What it means to be a refugee has
either been completely misunderstood in Canada or it has been expropriated for political
reasons. Even the federal government seems to have misunderstood what it means
to be a refugee.
The 1951 Geneva Convention defined a ‘refugee’ as “a person
who is outside their country of citizenship because they have well-founded
grounds for fear of persecution because of their race, religion, nationality,
membership of a particular social group or political opinion, and is unable to
obtain sanctuary from their home country or, owing to such fear, is unwilling
to avail themselves of the protection of that country.”
Essentially, a refugee is someone
looking for or is living in a place of refuge. However, when a ‘refugee’ finds
a home and becomes a citizen of the country in which she/he had sought refuge
then that person ceases to be a refugee. The country of refuge or asylum
becomes his/her country of residence or citizenship. They are no longer in such
of refuge: they are home! How can you be a refugee in a country in which you
are a citizen? You can vote and run for an office yet you are still referred to
as a ‘refugee.’ This is simply a refusal
to think!
Unfortunately, this refusal to
think speaks volume about the way in which North Americans perceive issues that
originate from outside their borders. The level of scrutiny given to issues
within North America and Europe is not extended to issues outside. Things are
taken at face-value or in the way the ‘experts’ see them.

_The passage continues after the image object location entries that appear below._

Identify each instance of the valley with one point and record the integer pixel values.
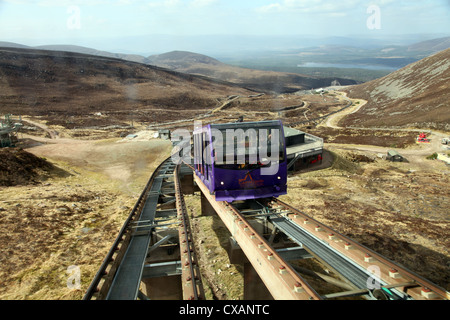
(93, 121)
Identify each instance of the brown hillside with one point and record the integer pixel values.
(415, 96)
(72, 88)
(265, 81)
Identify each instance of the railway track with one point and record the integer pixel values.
(156, 241)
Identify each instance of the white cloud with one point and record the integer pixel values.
(336, 8)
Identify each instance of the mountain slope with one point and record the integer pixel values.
(415, 96)
(72, 87)
(267, 81)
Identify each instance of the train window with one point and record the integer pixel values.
(247, 150)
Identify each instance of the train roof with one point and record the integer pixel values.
(244, 125)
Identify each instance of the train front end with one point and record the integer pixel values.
(248, 161)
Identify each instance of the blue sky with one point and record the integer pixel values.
(66, 21)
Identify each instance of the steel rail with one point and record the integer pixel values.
(191, 278)
(278, 276)
(120, 245)
(390, 272)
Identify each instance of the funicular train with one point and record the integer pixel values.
(241, 161)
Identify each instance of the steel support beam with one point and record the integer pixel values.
(280, 279)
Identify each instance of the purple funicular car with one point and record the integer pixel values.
(240, 161)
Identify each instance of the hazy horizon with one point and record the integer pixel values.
(147, 27)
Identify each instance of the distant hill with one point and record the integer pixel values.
(415, 96)
(75, 89)
(266, 81)
(434, 45)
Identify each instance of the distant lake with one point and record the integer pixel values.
(345, 66)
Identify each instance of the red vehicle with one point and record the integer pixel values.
(422, 138)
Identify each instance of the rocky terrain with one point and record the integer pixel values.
(76, 90)
(264, 81)
(415, 96)
(65, 195)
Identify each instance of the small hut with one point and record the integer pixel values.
(394, 156)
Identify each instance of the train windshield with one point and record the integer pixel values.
(248, 149)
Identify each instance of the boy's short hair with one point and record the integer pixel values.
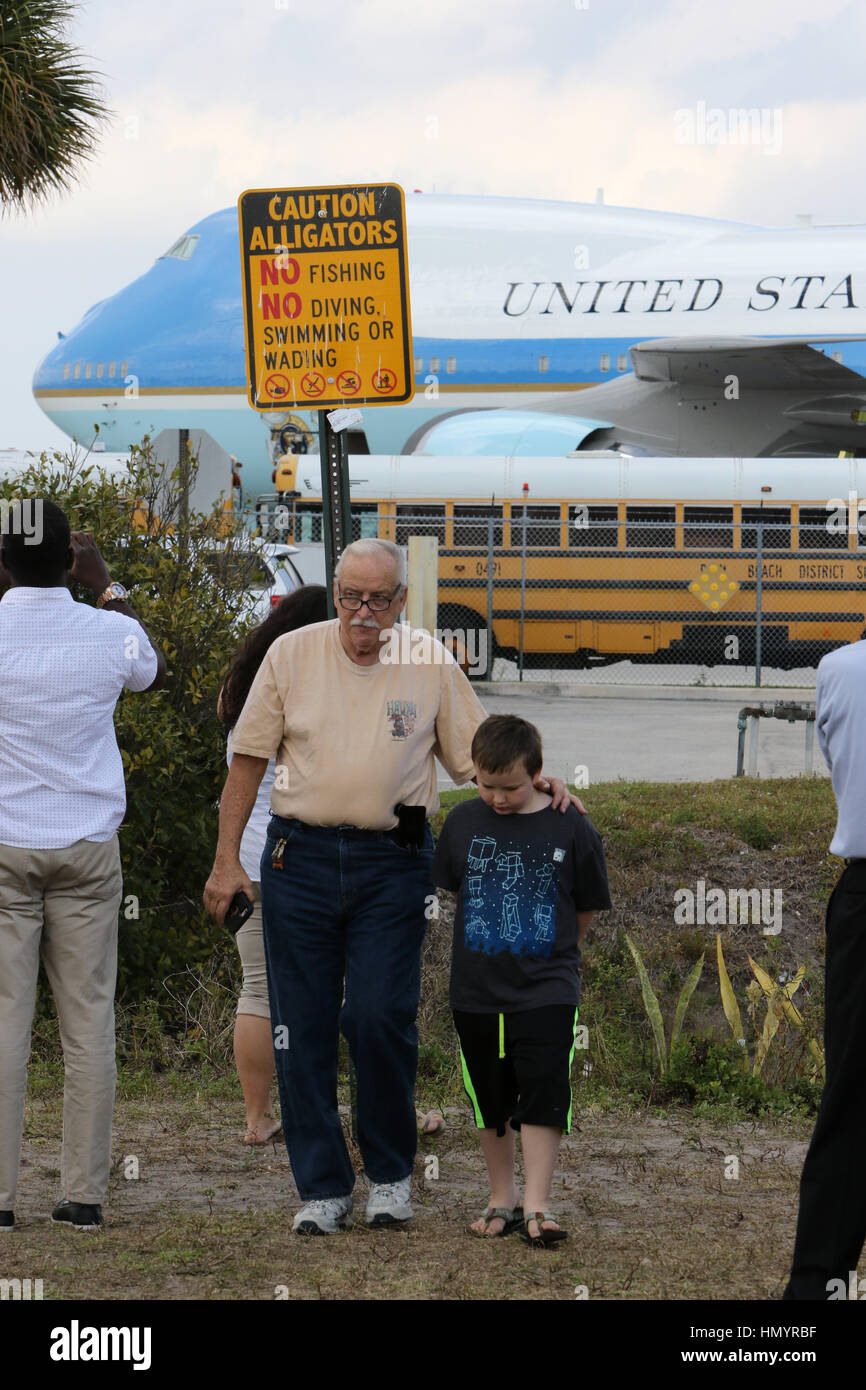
(505, 738)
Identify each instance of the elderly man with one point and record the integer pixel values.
(344, 883)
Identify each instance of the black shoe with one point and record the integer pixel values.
(78, 1215)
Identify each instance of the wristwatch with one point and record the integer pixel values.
(114, 591)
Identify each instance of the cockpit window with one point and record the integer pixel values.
(182, 249)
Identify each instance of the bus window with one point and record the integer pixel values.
(544, 527)
(648, 527)
(815, 533)
(364, 520)
(592, 527)
(307, 521)
(776, 528)
(476, 534)
(706, 528)
(420, 520)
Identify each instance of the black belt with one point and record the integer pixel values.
(353, 831)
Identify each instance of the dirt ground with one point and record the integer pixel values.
(645, 1197)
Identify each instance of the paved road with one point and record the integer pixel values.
(652, 734)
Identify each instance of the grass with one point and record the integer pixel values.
(641, 1182)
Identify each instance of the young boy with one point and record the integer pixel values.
(528, 883)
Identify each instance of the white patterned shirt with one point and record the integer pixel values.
(63, 666)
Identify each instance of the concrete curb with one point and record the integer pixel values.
(737, 695)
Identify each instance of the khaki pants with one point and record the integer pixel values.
(66, 902)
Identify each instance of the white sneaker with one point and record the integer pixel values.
(323, 1216)
(388, 1203)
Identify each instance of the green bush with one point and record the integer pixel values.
(708, 1072)
(196, 608)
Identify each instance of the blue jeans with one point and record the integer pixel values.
(346, 905)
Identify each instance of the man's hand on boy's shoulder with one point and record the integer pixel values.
(562, 797)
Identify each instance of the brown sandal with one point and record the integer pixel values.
(545, 1237)
(512, 1221)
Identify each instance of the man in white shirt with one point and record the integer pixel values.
(831, 1221)
(61, 798)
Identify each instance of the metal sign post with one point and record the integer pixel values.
(335, 503)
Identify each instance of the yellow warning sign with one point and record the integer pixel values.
(713, 588)
(325, 296)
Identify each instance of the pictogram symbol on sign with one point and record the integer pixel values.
(349, 382)
(384, 380)
(313, 384)
(277, 385)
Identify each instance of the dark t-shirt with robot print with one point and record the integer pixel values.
(520, 883)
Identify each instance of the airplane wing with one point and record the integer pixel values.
(758, 363)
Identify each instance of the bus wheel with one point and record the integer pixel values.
(464, 634)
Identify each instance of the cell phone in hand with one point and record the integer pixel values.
(239, 909)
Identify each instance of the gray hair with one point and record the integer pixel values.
(370, 545)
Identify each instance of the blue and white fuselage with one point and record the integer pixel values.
(515, 303)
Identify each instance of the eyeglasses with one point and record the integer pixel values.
(378, 603)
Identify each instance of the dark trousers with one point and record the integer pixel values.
(831, 1222)
(346, 906)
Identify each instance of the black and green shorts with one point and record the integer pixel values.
(517, 1066)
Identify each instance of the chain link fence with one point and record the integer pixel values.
(630, 595)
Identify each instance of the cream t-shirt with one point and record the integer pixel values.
(353, 741)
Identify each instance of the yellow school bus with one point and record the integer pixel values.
(603, 558)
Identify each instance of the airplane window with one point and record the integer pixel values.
(182, 249)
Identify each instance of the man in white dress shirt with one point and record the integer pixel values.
(831, 1219)
(63, 666)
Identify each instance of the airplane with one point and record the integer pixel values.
(534, 332)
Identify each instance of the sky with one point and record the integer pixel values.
(553, 99)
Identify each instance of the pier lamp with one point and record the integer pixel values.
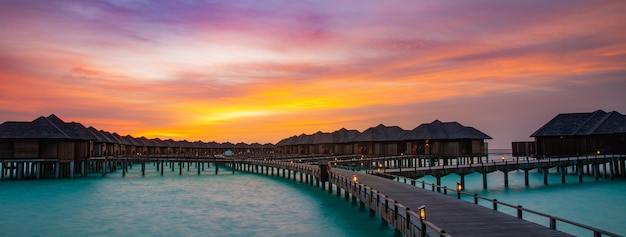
(422, 212)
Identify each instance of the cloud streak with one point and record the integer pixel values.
(260, 71)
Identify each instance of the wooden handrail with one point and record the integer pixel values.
(520, 210)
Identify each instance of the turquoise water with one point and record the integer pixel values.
(246, 204)
(598, 204)
(189, 205)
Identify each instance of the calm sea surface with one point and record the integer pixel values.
(189, 205)
(254, 205)
(599, 204)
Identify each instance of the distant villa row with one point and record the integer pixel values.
(52, 138)
(570, 134)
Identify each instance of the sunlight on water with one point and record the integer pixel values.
(189, 205)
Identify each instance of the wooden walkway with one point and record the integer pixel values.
(457, 217)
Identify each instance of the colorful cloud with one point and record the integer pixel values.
(260, 71)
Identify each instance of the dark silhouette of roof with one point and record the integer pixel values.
(344, 135)
(322, 138)
(582, 124)
(50, 127)
(381, 133)
(444, 131)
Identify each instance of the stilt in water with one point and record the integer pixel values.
(485, 180)
(526, 177)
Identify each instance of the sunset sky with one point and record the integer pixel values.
(261, 71)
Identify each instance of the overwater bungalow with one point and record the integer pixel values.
(380, 140)
(46, 142)
(446, 140)
(343, 141)
(578, 134)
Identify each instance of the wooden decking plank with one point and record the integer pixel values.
(457, 217)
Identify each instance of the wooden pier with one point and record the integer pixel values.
(398, 203)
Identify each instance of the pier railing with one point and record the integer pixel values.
(405, 220)
(402, 218)
(552, 220)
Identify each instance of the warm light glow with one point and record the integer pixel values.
(254, 74)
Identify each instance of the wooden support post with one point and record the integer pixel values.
(485, 180)
(506, 178)
(438, 183)
(104, 167)
(20, 170)
(38, 170)
(579, 170)
(526, 183)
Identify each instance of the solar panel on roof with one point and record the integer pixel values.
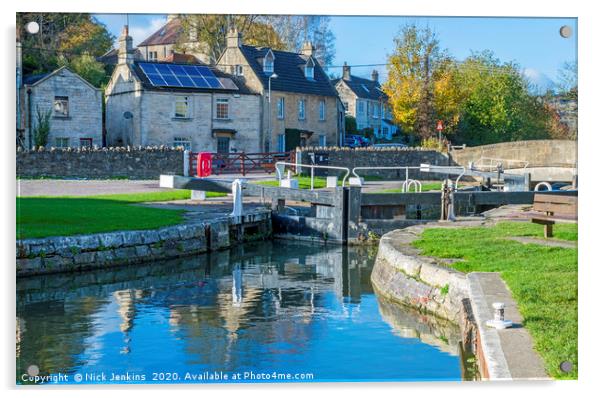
(189, 76)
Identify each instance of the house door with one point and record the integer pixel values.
(292, 139)
(223, 144)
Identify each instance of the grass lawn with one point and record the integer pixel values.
(40, 216)
(543, 280)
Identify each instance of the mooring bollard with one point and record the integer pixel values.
(498, 320)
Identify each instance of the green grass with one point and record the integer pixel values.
(39, 217)
(543, 280)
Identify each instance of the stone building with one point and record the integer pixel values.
(160, 46)
(224, 118)
(366, 102)
(73, 104)
(299, 106)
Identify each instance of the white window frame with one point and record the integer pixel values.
(62, 142)
(280, 108)
(322, 140)
(182, 99)
(322, 110)
(268, 62)
(184, 142)
(60, 102)
(222, 101)
(301, 109)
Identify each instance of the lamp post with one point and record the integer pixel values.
(269, 139)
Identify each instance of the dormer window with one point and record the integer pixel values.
(309, 69)
(268, 62)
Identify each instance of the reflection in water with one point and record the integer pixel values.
(284, 307)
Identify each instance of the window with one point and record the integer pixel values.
(281, 108)
(309, 69)
(221, 108)
(322, 110)
(322, 140)
(182, 142)
(268, 62)
(181, 108)
(61, 106)
(85, 142)
(301, 109)
(223, 144)
(62, 142)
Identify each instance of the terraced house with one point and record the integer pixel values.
(190, 105)
(299, 106)
(366, 102)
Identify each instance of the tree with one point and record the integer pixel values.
(207, 33)
(66, 34)
(87, 67)
(413, 71)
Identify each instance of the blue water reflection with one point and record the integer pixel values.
(290, 308)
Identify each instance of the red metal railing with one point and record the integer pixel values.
(242, 163)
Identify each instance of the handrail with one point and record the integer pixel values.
(312, 167)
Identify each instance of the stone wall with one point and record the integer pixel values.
(375, 157)
(538, 153)
(75, 253)
(132, 163)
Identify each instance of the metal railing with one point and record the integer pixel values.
(311, 167)
(241, 162)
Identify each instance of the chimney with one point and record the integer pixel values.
(308, 49)
(125, 54)
(346, 72)
(234, 39)
(375, 75)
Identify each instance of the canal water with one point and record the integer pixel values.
(262, 312)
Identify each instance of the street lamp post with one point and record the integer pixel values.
(269, 138)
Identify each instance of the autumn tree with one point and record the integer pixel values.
(418, 80)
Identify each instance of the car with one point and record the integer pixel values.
(391, 145)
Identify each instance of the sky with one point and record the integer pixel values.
(534, 43)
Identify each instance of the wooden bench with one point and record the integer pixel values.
(555, 208)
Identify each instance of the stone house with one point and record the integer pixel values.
(160, 46)
(74, 105)
(144, 108)
(366, 102)
(299, 106)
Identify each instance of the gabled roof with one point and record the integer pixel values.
(167, 34)
(34, 80)
(363, 88)
(290, 70)
(232, 84)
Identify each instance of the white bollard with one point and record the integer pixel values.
(236, 198)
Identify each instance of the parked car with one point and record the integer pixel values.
(391, 145)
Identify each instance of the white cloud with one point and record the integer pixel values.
(141, 32)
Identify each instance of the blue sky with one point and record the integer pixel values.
(534, 43)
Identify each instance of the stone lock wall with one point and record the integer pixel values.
(133, 163)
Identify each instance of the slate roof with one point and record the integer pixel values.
(363, 88)
(232, 83)
(290, 68)
(167, 34)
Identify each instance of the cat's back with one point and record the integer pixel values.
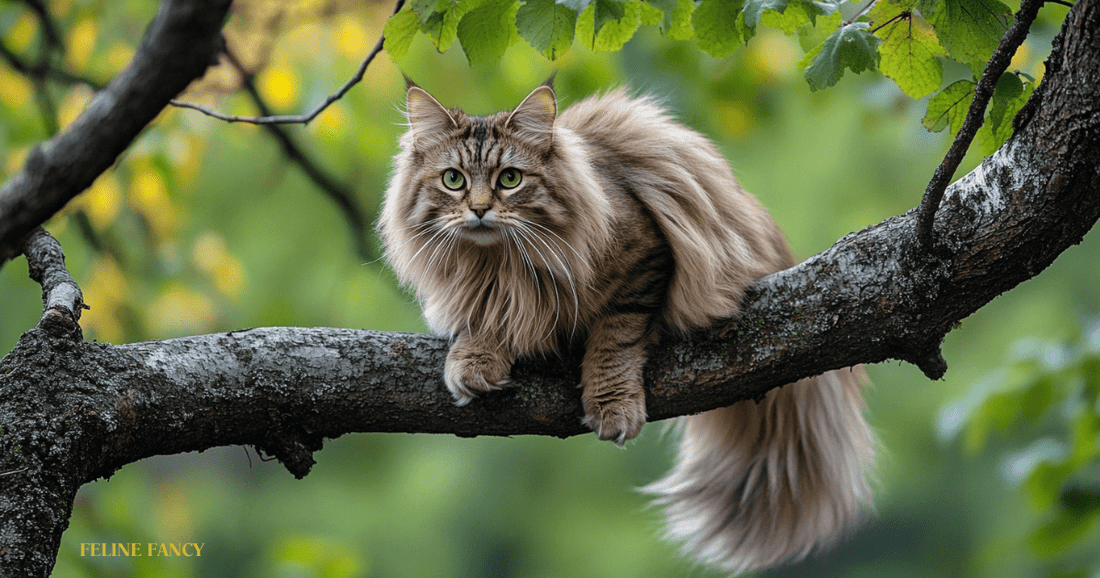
(721, 237)
(631, 126)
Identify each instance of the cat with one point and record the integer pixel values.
(614, 224)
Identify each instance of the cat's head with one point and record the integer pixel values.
(484, 180)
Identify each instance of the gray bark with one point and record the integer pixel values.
(72, 412)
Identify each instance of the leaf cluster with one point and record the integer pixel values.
(909, 41)
(1045, 397)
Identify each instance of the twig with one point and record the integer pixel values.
(338, 192)
(297, 119)
(61, 296)
(998, 63)
(43, 69)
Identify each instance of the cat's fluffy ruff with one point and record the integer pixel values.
(638, 220)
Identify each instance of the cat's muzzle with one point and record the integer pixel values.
(482, 229)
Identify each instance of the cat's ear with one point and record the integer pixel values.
(425, 113)
(535, 116)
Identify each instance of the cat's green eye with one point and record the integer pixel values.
(509, 177)
(453, 180)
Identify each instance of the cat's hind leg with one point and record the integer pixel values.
(611, 375)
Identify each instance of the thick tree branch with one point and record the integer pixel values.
(72, 412)
(998, 63)
(183, 40)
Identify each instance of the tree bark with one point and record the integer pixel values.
(180, 43)
(72, 412)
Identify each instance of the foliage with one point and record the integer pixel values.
(205, 227)
(909, 41)
(1045, 397)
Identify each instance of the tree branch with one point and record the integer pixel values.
(177, 47)
(72, 412)
(340, 194)
(61, 296)
(998, 63)
(298, 119)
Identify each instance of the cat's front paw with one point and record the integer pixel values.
(615, 417)
(469, 372)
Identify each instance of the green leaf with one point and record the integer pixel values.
(399, 31)
(909, 50)
(614, 33)
(677, 21)
(755, 8)
(969, 30)
(795, 17)
(1003, 107)
(850, 46)
(810, 37)
(949, 107)
(442, 26)
(606, 11)
(426, 8)
(650, 14)
(716, 28)
(547, 25)
(487, 31)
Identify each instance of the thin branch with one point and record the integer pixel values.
(998, 63)
(44, 69)
(297, 119)
(185, 34)
(867, 8)
(341, 195)
(62, 298)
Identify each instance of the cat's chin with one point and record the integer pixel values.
(481, 236)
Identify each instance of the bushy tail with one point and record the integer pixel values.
(757, 484)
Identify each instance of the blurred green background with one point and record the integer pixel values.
(205, 227)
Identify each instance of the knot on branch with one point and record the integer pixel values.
(293, 448)
(59, 323)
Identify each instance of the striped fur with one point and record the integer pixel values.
(623, 225)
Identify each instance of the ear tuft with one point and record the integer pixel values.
(535, 116)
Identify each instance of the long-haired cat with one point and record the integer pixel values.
(614, 224)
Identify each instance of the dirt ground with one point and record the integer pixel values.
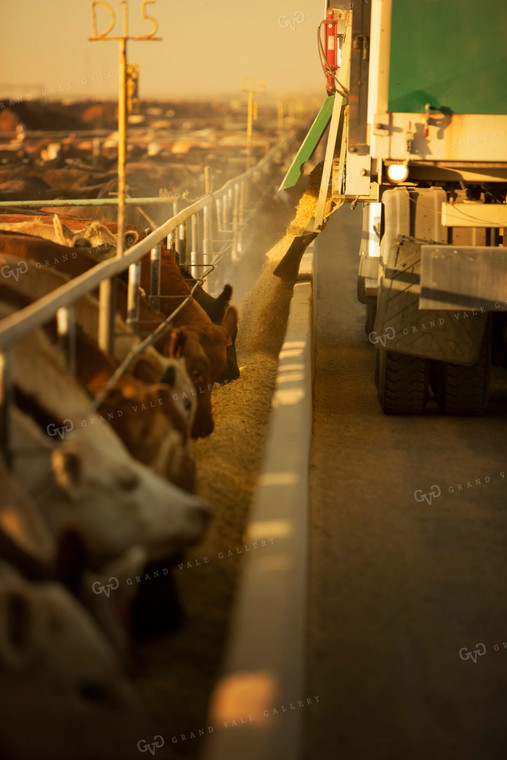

As refugees come to Canada, they
acquire the status of ‘Permanent Resident’ and become like other permanent
residents. The only difference in Canada between the supposed ‘refugee’
(except of refugee claimants) and other classes of immigrants, is HOW they came
to Canada. But this rather becomes a historical subject rather than a Status-in-Canada issue.
picture: Globe and Mail |
I came to Canada as a refugee and I’m
now a Canadian citizen so I travel with my Canadian passport. However, some Canadians
still refer to me as a “South Sudanese Refugee.” To someone who takes things at
face-value, this would sound like an intentional exclusionary politics.
However, it’s not! People aren’t excluding me from Canadian citizenship; they
are simply saying what they hear being uttered by authority without thinking seriously
about it.
The only people who have a status
of ‘refugee’ in Canada are refugee claimants in search of refuge in Canada.
Even the recent ‘refugees’ from Syria became landed immigrants the moment they
enter Canadian airports. They get the same landing paper with the UCI or Client ID numbers
and later Permanent Residents (PR) cards. They were refugees before coming to
Canada, however, Canada is now their ‘Permanent Home’ unless they choose to
leave.
Someone might say that this doesn’t
matter as this doesn’t affect these ‘refugees’ in any significant way. Of course it doesn’t, in a way.
However, it says something about us as Canadians because it begs this question:
How many other issues do we do in that manner? How many political issues do we do
without thinking about their semantic realities? Because wording of things
affects how people perceive things, it's crucial to put these things into consideration in decision-making. And it also gives bigoted individual
arsenals to continue to see these new Canadians as only here temporarily. Canada
isn’t simply their place of REFUGEE; it’s their PERMANENT HOME!
When the experts who advise the
Prime Minister (PM) don’t see this fallacy and the PM doesn’t realize it, then
this gives me grave concerns about some things he might do in the same way.